Polymorphism of the brain-derived neurotrophic factor gene and performance on a cognitive prefrontal test in bipolar patients
Article first published online: 25 NOV 2003
Volume 5, Issue 6, pages 468–472, December 2003
How to Cite
Rybakowski, J. K., Borkowska, A., Czerski, P. M., Skibińska, M. and Hauser, J. (2003), Polymorphism of the brain-derived neurotrophic factor gene and performance on a cognitive prefrontal test in bipolar patients. Bipolar Disorders, 5: 468–472. doi: 10.1046/j.1399-5618.2003.00071.x
- Issue published online: 25 NOV 2003
- Article first published online: 25 NOV 2003
- Received 27 December 2002, revised and accepted for publication 27 June 2003
- bipolar disorder;
- brain-derived neurotropic factor;
- prefrontal function;
- Val66Met polymorphism;
- Wisconsin Card Sorting Test
Objectives: The aim of the study was to test a possible association between the Val66Met polymorphism of the brain-derived neurotrophic factor (BDNF) gene and performance on a neurocognitive test, the Wisconsin Card Sorting Test (WCST), in bipolar patients.

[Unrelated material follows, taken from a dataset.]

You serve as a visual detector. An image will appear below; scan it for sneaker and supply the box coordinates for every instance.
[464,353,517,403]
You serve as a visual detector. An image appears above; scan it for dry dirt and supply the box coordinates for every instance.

Methods: Fifty-four bipolar patients were studied, 18 male and 36 female, aged 18–72 (mean 46 years). The number of perseverative errors (WCST-P), non-perseverative errors (WCST-NP), completed corrected categories (WCST-CC), conceptual level responses (WCST-%CONC) and set to the first category (WCST-1st CAT) were measured in relation to the Val66Met genotypes of BDNF.
Results: The percentages of subjects with Val/Val, Val/Met and Met/Met genotypes were respectively 81.5, 16.7 and 1.8%. Subjects with Val/Val and Val/Met genotypes did not differ on clinical factors except for the age of onset of the illness, which was earlier in Val/Val than Val/Met genotype (27 years versus 38 years). The performance in all domains of WCST was significantly better in subjects with Val/Val BDNF genotype compared with Val/Met genotype.
Conclusions: The results suggest a role of BDNF in prefrontal cognitive function in bipolar illness. The tests of prefrontal cognition may be considered as endophenotypic markers in bipolar illness.